El cuerpo de Jörgen oscilaba mientras sus párpados luchaban por mantenerse abiertos. El calor que emanaba del inmenso tronco del Yule ruborizaba sus mejillas y, mientras lo vigilaba, ahogaba efluvios de vapores alcohólicos. Su familia e invitados dormitaban a su espalda, envueltos en un mar de pieles y trozos de carne de cabra. Cada vez que cerraba los ojos y los volvía a abrir, tenía la vaga sensación de tener la cabeza más cerca del suelo.

Hasta que el vértigo de una caída le sobresaltó.

De repente, Jörgen se encontraba en medio de un extraño poblado, el más grande que jamás hubiera visto. Algo le decía que había abandonado Midgard, pero no tenía ni idea de qué mundo pisaba. Hubiera dicho que era Jötunheim, el mundo de los gigantes, a juzgar por la cantidad de estructuras verticales que se hincaban en la tierra y se elevaban hasta perderse de vista.

En ese momento, notó bajo sus botas un tacto familiar que le trajo recuerdos de terror.

Bajó la vista para comprobar que se encontraba en el centro de un lago helado. Cayó a tierra dando gritos y gateó con dificultad hasta la orilla. Se abalanzó al otro lado de su cerca blanca y, sintiendo por fin terreno firme bajo sus pies, advirtió que aquel lago estaba habitado por una especie de duendes de colores que revoloteaban en círculos sobre el agua helada, y se mofaban de sus esfuerzos por mantenerse a salvo.

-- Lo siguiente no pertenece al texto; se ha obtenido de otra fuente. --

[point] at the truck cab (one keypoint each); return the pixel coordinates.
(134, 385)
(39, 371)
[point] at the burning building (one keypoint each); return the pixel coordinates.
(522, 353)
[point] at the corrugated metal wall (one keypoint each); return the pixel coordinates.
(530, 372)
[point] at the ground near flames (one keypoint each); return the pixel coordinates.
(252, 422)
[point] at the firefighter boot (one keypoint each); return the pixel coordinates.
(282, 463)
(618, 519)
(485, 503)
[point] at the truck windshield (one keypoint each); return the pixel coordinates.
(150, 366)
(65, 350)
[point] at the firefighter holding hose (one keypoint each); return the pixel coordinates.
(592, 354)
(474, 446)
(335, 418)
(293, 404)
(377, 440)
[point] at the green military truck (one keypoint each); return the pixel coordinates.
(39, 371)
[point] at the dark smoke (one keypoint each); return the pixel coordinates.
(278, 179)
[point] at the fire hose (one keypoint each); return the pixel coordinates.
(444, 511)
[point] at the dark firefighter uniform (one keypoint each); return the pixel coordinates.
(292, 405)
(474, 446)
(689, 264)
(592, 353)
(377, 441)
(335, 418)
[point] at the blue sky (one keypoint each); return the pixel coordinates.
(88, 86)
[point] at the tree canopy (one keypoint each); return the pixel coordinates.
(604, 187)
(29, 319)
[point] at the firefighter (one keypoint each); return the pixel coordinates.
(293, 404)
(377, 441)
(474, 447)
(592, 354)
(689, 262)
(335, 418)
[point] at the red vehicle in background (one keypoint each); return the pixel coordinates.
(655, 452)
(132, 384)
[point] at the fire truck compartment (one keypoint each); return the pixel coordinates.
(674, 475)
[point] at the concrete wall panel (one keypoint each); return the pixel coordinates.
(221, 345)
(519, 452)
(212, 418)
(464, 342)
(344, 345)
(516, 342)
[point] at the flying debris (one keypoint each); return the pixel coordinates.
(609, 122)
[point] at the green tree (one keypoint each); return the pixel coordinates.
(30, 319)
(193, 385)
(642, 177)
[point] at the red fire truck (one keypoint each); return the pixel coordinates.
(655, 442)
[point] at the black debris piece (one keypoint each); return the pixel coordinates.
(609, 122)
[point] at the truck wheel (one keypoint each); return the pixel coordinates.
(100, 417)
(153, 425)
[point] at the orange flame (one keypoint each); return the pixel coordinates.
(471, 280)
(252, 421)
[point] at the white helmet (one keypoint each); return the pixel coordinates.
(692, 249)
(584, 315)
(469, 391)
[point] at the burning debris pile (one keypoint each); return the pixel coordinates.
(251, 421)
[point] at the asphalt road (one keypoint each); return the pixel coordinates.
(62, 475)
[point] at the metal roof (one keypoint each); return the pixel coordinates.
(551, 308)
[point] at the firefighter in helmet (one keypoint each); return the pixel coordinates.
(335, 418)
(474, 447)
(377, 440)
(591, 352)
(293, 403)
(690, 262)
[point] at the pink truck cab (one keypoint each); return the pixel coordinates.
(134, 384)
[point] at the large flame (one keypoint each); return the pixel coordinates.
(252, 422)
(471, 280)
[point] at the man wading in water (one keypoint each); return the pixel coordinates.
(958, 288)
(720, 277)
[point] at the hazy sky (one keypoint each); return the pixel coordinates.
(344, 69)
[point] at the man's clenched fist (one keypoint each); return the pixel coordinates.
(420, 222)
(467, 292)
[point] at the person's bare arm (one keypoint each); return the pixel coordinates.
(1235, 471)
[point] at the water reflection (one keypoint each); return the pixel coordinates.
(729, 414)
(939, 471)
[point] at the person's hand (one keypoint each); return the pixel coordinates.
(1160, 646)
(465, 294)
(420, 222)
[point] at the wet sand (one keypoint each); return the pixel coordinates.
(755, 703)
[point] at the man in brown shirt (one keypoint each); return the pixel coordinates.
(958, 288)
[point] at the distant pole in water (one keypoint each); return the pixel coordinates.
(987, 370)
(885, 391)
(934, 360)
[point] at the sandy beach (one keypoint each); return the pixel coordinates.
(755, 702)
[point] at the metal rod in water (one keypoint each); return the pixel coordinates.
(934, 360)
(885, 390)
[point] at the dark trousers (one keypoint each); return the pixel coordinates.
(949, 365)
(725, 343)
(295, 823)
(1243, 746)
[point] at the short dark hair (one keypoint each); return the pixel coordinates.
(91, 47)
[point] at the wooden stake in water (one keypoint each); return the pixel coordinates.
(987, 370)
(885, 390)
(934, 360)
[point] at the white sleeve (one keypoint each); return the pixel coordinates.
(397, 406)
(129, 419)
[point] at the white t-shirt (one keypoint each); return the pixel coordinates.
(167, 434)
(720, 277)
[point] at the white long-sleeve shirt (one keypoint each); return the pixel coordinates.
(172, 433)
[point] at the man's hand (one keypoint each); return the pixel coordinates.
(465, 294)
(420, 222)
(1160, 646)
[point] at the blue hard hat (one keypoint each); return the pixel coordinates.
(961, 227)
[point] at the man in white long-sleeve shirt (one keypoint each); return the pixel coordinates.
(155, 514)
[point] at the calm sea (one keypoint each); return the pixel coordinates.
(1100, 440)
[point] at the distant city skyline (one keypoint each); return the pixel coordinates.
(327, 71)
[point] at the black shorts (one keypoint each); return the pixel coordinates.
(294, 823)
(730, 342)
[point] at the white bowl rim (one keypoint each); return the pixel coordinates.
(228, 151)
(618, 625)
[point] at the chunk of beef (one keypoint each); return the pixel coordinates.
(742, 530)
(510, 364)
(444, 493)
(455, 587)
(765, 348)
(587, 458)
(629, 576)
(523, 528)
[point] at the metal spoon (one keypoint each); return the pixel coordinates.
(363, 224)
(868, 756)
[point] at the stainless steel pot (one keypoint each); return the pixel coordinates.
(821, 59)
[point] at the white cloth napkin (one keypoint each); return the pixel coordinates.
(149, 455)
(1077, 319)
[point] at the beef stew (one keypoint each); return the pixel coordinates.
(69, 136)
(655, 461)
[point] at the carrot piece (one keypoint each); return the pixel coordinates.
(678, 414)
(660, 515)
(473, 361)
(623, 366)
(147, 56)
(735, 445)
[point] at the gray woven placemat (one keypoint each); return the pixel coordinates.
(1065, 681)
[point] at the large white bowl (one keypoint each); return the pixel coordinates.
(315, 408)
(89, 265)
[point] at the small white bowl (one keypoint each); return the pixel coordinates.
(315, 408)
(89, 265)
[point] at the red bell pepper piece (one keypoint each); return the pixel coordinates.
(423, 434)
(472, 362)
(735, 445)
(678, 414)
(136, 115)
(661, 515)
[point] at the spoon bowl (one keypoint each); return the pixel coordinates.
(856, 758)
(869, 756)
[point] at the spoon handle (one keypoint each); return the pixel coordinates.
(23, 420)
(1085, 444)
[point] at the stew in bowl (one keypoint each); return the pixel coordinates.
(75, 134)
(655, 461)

Maldijo entre dientes a Jötunheim y sus duendes, y, al darse media vuelta, se topó de bruces con una imagen que le hizo caer de rodillas: Una gigantesca figura semidesnuda flotaba suspendida en el aire, y, tras ella, un árbol inmenso refulgía con frutos brillantes y una estrella del firmamento como corona. Sin duda era Yggdrasil, el árbol de los Nueve Mundos, y la figura ante él, el dios Heimdall, su guardián, que a ojos de un simple midgardiano parecía hecho de oro puro. A sus pies, Jörgen recitó una antigua plegaria para que la visión del dios no le fulminara, pero al poco de empezar, sintió una extraña presión en el pecho, y su rostro empezó a arder.

En cuestión de segundos, Jörgen se encontró brincando y dando voces en el medio de su cabaña, dándose manotazos en la cara para sofocar el fuego. Su esposa, hijos, y parientes se despertaron sobresaltados y acompañaron su baile con unas tremendas carcajadas. Los niños corrieron a su encuentro imitando sus aspavientos, y Jörgen tomó conciencia de lo que había pasado.

Contempló a su familia revolcarse de risa y jugar a su alrededor, y comprendió que los dioses habían decidido devolverle a Midgard para que terminara de celebrar el Yule con sus seres queridos. “Ya habrá otras batallas en las que morir”, pensó, mientras apagaba con los dedos sus humeantes bigotes, y perseguía a sus hijos como uno de esos gigantes que, esta vez, no había podido contemplar.